A l’égard d’un public de professionnels du monde de l’enseignement supérieur et de la recherche qui œuvrent souvent sous un faisceau disciplinaire laissant peu de temps et de place à la curiosité pour les travaux de leurs collègues, cette conférence a pour ambition d’apporter un espace de liberté et des clarifications qui leur permettront peut-être de mieux faire face aux déstabilisations actuelles du monde de l’ESR. A l’égard des personnes intéressées non professionnelles de l’ESR, cette conférence apportera quelques repères permettant de mieux circonscrire la complexité de la réalité scientifique, sociale et politique de notre temps.

 

[1] Dans ce texte, lorsqu’ils n’indiquent pas une citation, les guillemets sont utilisés pour souligner le fait que les termes en apparence ordinaires qu’ils encadrent ne constituent pas des données objectives mais font au contraire l’objet de luttes sociales multiples pour leur définition et leur limite. Ils constituent à ce titre autant d’énigmes à résoudre.

[2] Sylvain Laurens, Frédéric Neyrat (dir.), 2009, Enquêter : de quel droit ?, Bellecombe-en-Bauges, Editions du Croquant.

[3] Voir M. Gibbons et al., The New Production of Knowledge: The Dynamics of Science and Research in Contemporary Societies, London, SAGE, 1994.

[4] Blandine Laperche, « Le carré organique de la valorisation de la recherche : le cas d’une jeune université dans un contexte de crise », Politiques et gestion de l’enseignement supérieur, 2002/3, n° 14, p. 171-198, p. 171.

[5] Johanna Siméant, 2002, « Friches, hybrides et contrebandes : sur la circulation et la puissance militantes des discours savants », in Philippe Hamman, Jean-Matthieu Méon Benoît Verrier, Discours savants, discours militants : mélange des genres, Paris, L’Harmattan, p. 17-53.

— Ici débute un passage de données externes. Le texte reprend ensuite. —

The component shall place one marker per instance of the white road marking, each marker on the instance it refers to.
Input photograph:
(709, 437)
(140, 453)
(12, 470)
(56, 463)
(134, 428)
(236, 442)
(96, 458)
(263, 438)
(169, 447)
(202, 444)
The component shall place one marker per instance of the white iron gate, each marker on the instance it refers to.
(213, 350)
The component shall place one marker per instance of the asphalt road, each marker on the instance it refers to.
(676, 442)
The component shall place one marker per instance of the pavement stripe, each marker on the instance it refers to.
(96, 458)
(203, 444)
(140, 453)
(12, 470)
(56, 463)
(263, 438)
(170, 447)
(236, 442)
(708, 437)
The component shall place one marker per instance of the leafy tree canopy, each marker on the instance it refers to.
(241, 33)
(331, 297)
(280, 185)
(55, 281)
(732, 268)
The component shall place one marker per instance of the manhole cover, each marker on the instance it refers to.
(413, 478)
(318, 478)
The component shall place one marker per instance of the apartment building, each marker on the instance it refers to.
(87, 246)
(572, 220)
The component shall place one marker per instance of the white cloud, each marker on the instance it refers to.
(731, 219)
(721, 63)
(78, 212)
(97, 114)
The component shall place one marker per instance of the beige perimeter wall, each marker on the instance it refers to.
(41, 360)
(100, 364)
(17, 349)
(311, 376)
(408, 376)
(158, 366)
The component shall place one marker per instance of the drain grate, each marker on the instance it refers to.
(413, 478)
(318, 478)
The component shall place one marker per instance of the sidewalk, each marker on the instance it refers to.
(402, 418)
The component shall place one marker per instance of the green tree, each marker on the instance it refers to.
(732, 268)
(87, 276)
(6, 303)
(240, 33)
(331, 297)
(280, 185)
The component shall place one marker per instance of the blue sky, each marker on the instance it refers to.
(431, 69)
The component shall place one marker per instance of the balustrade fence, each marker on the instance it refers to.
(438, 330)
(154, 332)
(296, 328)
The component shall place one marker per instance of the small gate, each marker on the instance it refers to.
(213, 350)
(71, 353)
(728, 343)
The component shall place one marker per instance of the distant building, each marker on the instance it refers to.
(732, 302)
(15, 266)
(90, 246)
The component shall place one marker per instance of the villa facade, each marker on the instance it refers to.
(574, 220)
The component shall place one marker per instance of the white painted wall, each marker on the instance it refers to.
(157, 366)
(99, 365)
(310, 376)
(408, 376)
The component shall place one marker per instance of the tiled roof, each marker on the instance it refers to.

[6] En témoignent, depuis des décennies dans certains secteurs comme le biomédical, l’existence de laboratoires de recherche privés et, plus récemment, le développement de laboratoires mixtes public/privé ainsi que, dans un registre plus libertaire que libéral, du mouvement des « laboratoires citoyens ».

[7] Michel Offerlé, 1998, Sociologie des groupes d’intérêts, Paris, Montchrestien.

[8] Emmanuel Henry, Ignorance scientifique et inaction publique, Paris, Presses de la FNSP, 2017.

[9] Sylvie Ollitrault, « Science et militantisme : les transformations d’un échange circulaire. Le cas de l’écologie française », Politix, n°36, 1996, p. 141-162.

[10] Philippe Juhem et Julie Sedel (dir.), 2016, Agir par la parole. Porte-paroles et asymétries de l’espace public, Rennes, Presses universitaires de Rennes.

[11] Alain Desrosières, 2008, Pour une sociologie historique de la quantification : l’argument statistique, Paris, Presses des Mines.

[12] Michel Foucault, 1975, Surveiller et punir, Paris, Gallimard.

[13] Bruno Latour, Steve Woolgar, 1979, La vie de laboratoire, Paris, La Découverte ; pour un tour d’horizon en français des travaux en langue anglaise sur la question, Michel Callon, Bruno Latour (dir.), 1991, La science telle qu’elle se fait, Paris, La Découverte.